By: JAMES KARIUKI
Outgoing British High Commissioner Chris Turner on Tuesday challenged insurance companies to innovate products that target the majority of Kenyans.
He said Kenyans have proved to be quick learners.
“I do not like this thinking that nothing works in Kenya. I have heard it before that in Kenya nothing works even traffic jams, graft, business but when you look at M-Pesa’s growth, even my relatives back home in Britain cannot understand a thing on money flowing through a mobile phone platform.
“Kenya has great innovators who could be tasked with coming up with an insurance product that meets the need of the mass market and it is time we stopped saying nothing is possible in Kenya.
“I have lived here and I know Kenyans are great people when it becomes to business,” he said.
The High Commissioner spoke when he participated in a panel discussion at Serena Hotel in Nairobi where Prudential Life Insurance launched its study dubbed, “Life Insurance markets in Sub-Saharan Africa – Capturing the benefits for economic development.”

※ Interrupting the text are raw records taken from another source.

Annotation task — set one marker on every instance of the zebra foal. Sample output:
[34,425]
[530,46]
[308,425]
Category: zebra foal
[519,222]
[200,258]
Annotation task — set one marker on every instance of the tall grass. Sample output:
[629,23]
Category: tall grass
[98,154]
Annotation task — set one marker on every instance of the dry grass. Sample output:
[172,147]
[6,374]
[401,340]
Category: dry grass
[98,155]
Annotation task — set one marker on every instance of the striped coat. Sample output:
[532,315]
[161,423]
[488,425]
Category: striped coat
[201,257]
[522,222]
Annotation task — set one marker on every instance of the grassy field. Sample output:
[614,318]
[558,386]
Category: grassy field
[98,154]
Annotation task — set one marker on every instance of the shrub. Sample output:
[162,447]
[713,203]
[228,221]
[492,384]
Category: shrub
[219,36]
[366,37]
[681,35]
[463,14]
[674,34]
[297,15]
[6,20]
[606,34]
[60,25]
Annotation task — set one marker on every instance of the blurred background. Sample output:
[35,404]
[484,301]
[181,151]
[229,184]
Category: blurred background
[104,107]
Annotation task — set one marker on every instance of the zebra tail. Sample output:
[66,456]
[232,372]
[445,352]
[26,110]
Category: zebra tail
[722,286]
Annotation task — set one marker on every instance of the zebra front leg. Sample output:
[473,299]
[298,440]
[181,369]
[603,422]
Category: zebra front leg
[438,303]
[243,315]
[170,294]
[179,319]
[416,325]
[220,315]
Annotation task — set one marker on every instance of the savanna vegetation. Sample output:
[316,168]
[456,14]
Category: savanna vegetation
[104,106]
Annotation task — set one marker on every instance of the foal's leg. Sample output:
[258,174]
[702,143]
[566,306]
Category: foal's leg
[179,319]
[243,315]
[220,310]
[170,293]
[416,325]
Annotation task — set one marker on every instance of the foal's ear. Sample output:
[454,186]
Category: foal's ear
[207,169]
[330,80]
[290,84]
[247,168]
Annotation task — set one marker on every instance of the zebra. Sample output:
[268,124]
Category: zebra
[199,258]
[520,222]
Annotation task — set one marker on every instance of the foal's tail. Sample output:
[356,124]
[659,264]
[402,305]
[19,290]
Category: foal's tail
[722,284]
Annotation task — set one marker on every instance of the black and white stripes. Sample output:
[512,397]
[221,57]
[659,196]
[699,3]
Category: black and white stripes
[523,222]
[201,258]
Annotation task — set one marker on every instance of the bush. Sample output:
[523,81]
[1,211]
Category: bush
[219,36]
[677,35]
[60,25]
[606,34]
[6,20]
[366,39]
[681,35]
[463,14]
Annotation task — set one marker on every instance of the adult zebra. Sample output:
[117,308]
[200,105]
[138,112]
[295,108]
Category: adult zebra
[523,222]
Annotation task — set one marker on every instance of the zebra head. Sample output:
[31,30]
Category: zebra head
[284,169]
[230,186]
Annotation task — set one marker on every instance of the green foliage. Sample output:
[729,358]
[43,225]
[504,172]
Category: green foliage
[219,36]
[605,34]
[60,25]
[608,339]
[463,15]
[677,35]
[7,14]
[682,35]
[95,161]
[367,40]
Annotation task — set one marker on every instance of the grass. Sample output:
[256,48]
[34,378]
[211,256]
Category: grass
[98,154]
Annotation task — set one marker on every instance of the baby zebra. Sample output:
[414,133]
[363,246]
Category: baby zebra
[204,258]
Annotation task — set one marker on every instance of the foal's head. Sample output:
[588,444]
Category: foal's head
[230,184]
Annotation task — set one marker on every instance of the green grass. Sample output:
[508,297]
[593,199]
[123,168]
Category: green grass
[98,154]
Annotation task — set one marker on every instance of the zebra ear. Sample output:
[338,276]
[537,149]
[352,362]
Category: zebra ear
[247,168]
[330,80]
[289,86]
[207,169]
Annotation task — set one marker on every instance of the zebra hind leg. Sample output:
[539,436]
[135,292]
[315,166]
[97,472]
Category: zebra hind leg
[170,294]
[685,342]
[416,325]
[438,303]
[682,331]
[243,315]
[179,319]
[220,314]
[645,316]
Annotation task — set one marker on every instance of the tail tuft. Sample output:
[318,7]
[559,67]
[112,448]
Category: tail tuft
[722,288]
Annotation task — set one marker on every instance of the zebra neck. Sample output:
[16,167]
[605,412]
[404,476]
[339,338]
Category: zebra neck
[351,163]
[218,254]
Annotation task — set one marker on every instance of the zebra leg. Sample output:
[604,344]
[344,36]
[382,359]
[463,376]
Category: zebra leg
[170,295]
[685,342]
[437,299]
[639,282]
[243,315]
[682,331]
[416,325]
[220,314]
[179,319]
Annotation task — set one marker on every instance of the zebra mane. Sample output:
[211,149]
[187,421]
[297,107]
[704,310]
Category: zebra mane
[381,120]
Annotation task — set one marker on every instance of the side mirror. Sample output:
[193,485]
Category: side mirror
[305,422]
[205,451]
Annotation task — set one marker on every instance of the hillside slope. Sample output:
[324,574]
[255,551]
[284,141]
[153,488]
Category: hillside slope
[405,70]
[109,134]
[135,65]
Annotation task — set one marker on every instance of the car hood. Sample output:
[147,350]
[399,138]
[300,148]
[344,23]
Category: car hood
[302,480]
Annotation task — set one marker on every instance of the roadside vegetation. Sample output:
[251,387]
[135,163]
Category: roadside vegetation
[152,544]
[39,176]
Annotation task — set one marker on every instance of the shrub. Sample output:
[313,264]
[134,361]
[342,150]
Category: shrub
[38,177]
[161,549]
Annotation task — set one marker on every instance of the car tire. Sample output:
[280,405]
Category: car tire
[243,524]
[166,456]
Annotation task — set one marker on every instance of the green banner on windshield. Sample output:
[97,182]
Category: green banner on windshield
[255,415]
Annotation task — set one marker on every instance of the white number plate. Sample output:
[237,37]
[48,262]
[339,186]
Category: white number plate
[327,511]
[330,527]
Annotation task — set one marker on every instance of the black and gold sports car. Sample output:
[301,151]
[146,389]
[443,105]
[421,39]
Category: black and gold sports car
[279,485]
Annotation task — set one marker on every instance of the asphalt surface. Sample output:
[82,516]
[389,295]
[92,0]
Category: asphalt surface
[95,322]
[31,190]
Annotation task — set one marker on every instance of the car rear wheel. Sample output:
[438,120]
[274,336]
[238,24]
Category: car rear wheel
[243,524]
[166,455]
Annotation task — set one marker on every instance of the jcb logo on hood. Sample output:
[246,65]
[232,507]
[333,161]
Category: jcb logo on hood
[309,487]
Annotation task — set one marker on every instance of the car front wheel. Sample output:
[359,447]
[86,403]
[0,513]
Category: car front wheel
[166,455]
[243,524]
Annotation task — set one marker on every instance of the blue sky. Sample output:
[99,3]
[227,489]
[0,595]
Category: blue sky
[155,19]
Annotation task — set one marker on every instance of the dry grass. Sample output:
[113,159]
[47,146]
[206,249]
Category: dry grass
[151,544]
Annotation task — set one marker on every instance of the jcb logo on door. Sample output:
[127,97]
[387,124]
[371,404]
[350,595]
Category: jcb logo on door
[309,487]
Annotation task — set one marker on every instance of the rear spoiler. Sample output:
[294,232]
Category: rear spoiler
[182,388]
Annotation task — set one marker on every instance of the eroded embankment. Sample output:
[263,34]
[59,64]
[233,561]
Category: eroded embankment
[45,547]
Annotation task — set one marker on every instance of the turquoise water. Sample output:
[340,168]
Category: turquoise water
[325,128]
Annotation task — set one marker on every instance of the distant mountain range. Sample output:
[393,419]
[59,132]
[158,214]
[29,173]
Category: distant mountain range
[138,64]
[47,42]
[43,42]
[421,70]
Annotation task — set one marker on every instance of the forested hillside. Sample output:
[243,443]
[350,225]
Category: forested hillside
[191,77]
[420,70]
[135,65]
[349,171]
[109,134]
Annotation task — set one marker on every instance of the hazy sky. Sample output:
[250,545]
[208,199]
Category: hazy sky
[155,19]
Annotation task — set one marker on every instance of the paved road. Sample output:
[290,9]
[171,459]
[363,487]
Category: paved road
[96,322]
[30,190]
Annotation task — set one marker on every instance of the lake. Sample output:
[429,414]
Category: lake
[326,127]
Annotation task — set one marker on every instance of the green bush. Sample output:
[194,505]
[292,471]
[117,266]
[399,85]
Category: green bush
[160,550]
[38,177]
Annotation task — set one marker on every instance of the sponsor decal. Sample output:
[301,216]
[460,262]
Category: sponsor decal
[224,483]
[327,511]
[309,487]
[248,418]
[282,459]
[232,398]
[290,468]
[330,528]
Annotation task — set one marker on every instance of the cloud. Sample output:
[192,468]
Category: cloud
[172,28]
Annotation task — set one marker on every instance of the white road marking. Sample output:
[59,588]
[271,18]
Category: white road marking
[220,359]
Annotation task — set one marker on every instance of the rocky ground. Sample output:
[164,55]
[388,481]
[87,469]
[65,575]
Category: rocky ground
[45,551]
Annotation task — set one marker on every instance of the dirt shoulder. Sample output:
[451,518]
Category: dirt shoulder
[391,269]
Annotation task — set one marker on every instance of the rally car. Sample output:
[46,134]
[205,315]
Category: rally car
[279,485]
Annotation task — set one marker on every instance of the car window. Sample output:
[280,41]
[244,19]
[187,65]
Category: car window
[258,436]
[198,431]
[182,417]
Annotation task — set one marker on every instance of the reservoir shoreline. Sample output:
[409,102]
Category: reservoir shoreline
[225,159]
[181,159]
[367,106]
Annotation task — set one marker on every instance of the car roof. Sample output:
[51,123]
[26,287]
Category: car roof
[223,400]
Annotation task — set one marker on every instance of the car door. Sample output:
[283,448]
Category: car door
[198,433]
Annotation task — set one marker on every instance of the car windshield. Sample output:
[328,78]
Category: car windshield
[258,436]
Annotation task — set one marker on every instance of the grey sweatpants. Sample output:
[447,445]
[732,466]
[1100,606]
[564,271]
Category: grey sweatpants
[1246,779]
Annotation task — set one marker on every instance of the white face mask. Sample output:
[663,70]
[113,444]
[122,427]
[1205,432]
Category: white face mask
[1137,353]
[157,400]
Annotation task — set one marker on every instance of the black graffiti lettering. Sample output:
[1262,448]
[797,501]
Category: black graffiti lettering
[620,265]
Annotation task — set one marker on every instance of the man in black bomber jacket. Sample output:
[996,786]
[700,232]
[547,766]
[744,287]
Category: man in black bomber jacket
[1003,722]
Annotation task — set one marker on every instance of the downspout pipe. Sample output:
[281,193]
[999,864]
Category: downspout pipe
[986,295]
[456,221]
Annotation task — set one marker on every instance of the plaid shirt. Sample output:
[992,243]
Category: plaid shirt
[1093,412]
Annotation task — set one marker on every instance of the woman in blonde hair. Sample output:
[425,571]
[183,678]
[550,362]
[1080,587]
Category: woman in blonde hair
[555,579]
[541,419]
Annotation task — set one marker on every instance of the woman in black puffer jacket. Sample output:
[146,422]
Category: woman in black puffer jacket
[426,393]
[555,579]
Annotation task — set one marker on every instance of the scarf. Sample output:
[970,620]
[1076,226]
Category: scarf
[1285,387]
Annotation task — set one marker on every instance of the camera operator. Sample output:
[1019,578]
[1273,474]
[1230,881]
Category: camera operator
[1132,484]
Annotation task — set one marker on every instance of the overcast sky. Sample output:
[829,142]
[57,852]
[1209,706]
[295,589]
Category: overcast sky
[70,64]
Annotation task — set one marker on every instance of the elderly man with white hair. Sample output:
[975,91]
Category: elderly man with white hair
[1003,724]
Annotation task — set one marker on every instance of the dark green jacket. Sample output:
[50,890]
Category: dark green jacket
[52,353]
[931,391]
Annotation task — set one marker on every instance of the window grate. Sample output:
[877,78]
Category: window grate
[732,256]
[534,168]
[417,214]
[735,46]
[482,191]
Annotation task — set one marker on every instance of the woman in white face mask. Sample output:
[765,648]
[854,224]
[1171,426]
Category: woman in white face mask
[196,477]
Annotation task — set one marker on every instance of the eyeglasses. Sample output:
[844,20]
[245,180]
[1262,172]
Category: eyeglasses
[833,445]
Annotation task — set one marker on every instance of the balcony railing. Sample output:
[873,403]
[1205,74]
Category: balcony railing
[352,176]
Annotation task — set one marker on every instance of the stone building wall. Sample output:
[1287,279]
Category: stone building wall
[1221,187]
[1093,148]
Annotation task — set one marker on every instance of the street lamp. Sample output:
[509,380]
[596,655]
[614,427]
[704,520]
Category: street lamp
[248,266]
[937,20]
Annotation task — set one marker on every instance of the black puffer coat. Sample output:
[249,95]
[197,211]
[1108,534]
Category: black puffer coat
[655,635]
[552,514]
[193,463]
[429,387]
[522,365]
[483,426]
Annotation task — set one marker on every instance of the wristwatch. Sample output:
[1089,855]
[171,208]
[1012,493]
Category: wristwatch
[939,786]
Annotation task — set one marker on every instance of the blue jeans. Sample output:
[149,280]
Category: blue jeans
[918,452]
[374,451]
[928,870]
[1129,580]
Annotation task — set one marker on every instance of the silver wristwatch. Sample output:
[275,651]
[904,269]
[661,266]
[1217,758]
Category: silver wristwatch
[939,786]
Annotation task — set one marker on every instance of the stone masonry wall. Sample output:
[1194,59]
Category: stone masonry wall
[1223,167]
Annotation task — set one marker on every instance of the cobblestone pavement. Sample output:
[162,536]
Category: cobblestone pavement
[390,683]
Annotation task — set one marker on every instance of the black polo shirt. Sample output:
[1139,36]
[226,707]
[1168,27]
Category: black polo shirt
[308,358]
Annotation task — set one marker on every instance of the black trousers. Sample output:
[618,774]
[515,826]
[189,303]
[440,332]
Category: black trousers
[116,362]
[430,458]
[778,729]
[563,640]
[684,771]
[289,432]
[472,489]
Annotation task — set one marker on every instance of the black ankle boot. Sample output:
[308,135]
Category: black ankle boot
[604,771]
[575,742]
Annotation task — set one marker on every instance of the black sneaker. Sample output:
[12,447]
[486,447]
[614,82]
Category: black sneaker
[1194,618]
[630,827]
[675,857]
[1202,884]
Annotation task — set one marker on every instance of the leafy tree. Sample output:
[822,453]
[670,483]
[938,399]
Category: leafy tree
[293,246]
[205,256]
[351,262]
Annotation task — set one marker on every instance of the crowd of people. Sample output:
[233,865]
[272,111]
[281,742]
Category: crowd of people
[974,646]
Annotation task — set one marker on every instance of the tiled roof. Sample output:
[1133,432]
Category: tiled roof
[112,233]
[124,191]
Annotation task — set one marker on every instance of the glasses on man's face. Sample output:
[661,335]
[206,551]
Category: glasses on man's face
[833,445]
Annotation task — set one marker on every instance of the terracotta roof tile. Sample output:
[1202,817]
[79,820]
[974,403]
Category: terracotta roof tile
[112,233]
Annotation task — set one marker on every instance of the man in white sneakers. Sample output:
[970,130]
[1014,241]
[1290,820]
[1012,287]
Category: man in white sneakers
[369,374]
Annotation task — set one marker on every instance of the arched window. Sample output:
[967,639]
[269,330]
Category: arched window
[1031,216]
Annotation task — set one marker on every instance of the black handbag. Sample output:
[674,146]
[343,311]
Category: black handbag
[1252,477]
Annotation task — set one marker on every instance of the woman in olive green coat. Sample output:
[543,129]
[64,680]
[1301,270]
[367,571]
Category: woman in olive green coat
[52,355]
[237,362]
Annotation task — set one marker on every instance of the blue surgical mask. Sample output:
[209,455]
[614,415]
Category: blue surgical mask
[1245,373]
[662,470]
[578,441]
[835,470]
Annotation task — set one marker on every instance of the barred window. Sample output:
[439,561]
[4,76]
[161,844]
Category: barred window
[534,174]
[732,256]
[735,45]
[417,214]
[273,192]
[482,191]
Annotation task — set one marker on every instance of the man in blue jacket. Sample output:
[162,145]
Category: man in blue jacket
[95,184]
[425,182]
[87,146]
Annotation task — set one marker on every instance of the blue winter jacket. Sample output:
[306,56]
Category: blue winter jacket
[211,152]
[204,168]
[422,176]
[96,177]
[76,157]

The report, authored by Overseas Development Institute’s researcher, Dr Judith Tyson, found an urgent need at addressing the poor perception of life insurance which was associated with death, a taboo topic in most Kenyan communities.
She said the government needs to urgently ease regulation to foster uptake of life insurance policies, saying this could create cheap funds for infrastructural development unlike the foreign source funding that was costly and usually led to heavy taxation.
Acting World Bank country head, Dr Jane Kiringai, urged the insurance industry to adopt the technological changes to come up with products fit for the mass market.
“Insurance companies must come up with innovative products that are popular with the market. No customer wants to put their money on a product that takes long periods to give returns.
“Banks have annual interest payments, treasury bills start at three months to five years. What about insurance?” she posed.